Secondo della serie è Giuseppe Narducci. Il pm sta nel processo come il più irremovibile degli scogli sta di fronte all'impeto del mare. Se un punto fermo c'è nell'impianto accusatorio, questo è proprio il pm napoletano; passano i colleghi dell'ufficio di procura, ma lui resta. Resta a difendere con le unghie e con i denti un'impalcatura accusatoria che, detto da profano, proprio sembra non volerne sapere di stare su. Questo tuttavia sarà verificato solo con la sentenza.
Quello che ha colpito, almeno chi scrive, è il contegno tenuto finora dal pm in questione. Ascoltando le udienze del processo non abbiamo potuto fare a meno di notare molti momenti particolari e curiosi che hanno visto protagonista il dottor Narducci. Ci riferiamo ai commenti captati dai microfoni prima dell'inizio di alcune udienze, ai sospiri che nel corso dei controesami delle difese il pm regala alla platea degli ascoltatori del processo, o anche all'impeto con il quale talvolta ha interrogato i testi dell'accusa che si rivelavano nella sostanza favorevoli alle difese. Quasi una serie di gridolini che ricordano le tenniste più esuberanti quando colpiscono la pallina.
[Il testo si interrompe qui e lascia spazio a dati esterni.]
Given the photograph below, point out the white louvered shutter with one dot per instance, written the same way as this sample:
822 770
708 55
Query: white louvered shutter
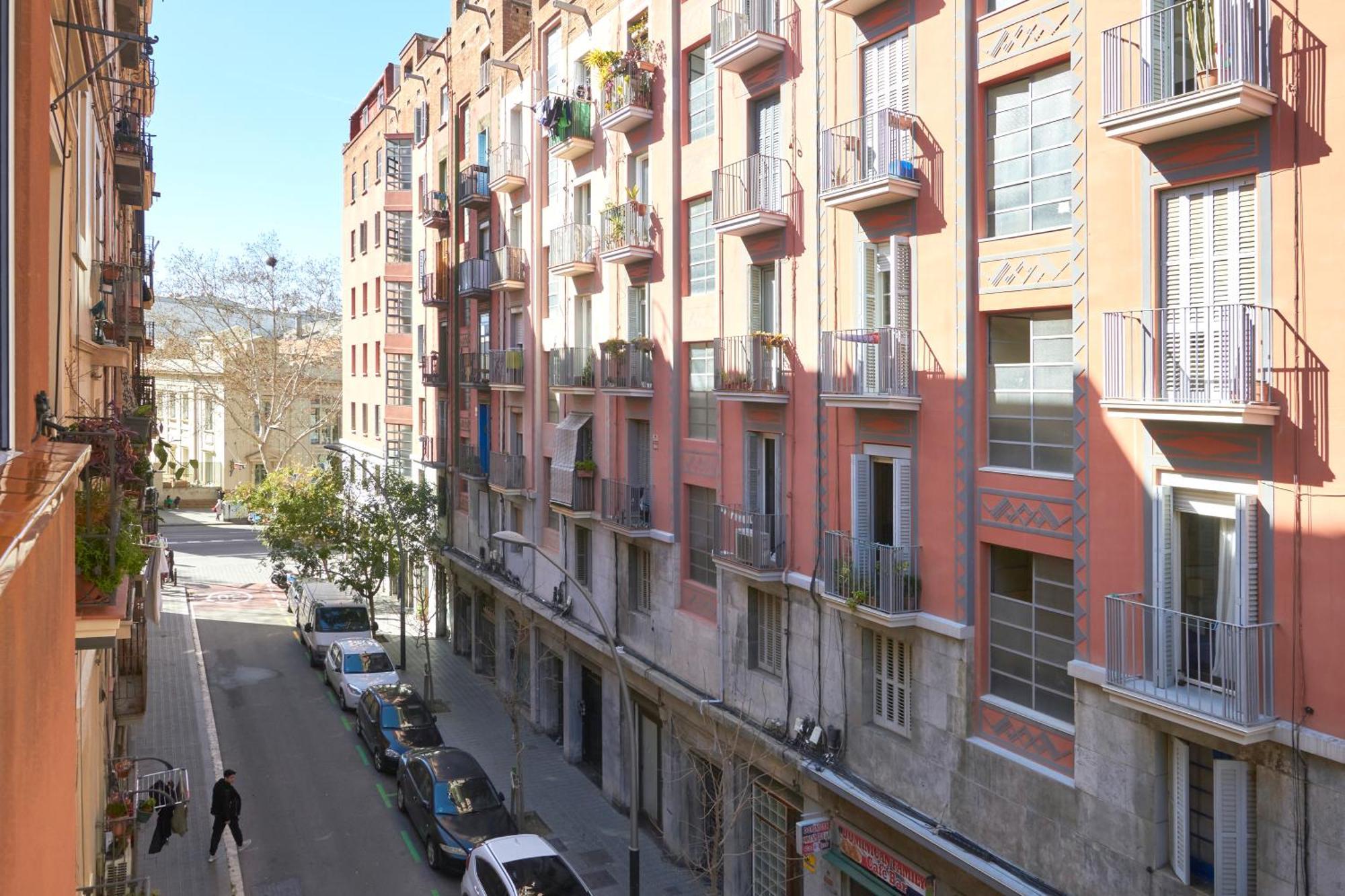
1233 829
1179 806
Tra tutti gli episodi però, quelli che resteranno più degli altri rivelatori di una certa foga verbale e di un personalissimo coinvolgimento emotivo, dobbiamo ricordare i momenti di accesa contesa dialettica con i legali della difesa di Moggi, delle dichiarazioni dei quali dubita anche quando si appellano al “proprio onore di avvocati” (costringendoli con ciò a metterlo di fronte all'incontestabile verità di un verbale di udienza), o anche potremmo ricordare di quando volle esibire il cartellino rosso all'ex Dg juventino che in una pausa dei lavori processuali usava il telefono in aula (pazienza se durante le escussioni testimoniali più volte si sono sentiti telefoni squillare). Su tutto però prevale la furia, a stento trattenuta, quando subito dopo la famosa frase del Presidente Casoria, “abbiamo processi più seri da seguire”, elencò con foga la lista dei testi d'accusa non dando il tempo alle difese di prenderne nota.
Il resto è storia di questo ultimo mese di processo, lo scoglio Narducci vuole mostrarsi ancora ben saldo, ma dovrebbe considerare che anche la roccia più dura è soggetta ad erosioni, e nel mare magnum delle 171.000 telefonate, deve mettere in conto di poter andare alla deriva.